Following these events, I reached out to Eleanor to inquire about the pivotal parts of her sex positive journey.
Considering your sexual journey, what has been the toughest part to negotiate?
“I think the toughest thing for me has been learning how to articulate what I want (and believe that I deserve to have it, and I’m not wrong or gross or weird for wanting it). Getting over the shyness (really!) of using words to express my desires. (For example, I have never asked a lover to go down on me.
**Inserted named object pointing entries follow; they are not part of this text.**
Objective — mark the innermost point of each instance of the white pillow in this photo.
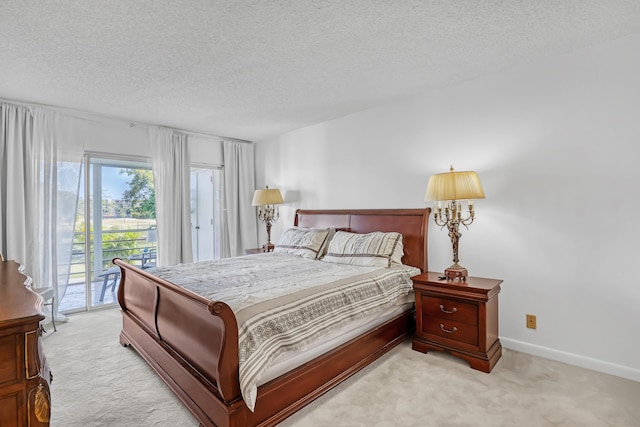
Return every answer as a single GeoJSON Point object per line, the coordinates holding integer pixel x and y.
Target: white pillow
{"type": "Point", "coordinates": [305, 242]}
{"type": "Point", "coordinates": [372, 249]}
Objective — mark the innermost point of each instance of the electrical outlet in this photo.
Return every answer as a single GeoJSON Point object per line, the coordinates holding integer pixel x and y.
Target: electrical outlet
{"type": "Point", "coordinates": [531, 321]}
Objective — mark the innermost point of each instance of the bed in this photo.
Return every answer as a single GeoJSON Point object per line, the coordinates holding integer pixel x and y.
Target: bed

I am delighted and grateful when they do, but I can not bring myself to ask.)  Also, it’s really easy for me to fall into a habit of monogamy because I hate drama and I hate hurting feelings so I tend to settle into nesting patterns that sometimes limit exploration.”

How do you see yourself within the community and how do you deal with those who may have opposing views to sex positivity?
“I see myself as a professional vulnerable, a catalyst for conversations, a pied piper of smut! I hope that my work gives people permission to express their sexual selves, to go beyond the culturally curated definition of sexy and dig deeper into the erotic, the authentic, the creative aspects of themselves.”

What kindles your flame and renews your creative energy?
“Oh gosh, good question. Spending time in hot water. In nature. Seeing incredible art. Time away from my phone, from the internet. Spaciousness. Afternoon sex. AFTERNOON SEX! Walks in the forest. Springtime. (Oh goddess, springtime! It’s nuts! There is fertility everywhere!) Learning something new from someone passionate about teaching. Talent. Talent fucking turns me on like crazy. A good storyteller? Fuggedaboutit.”

What do you hope to do next? How do you see our community getting more involved?
“I am turning my attention to creating an online platform for erotic creative expression. I want to create a space for people to share their writing and imagery that is erotic/sensual in nature and be witnessed and celebrated. I am going to start with a 3-day challenge that will involve a written component, a visual component, and a physical component. My goal is to ignite an intellectual response, an emotional response and a physical response (I think of it as head/heart/heat). While I love deeply live theater because it requires us all to be in the same room together, I want to experiment with expanding my circle of influence!”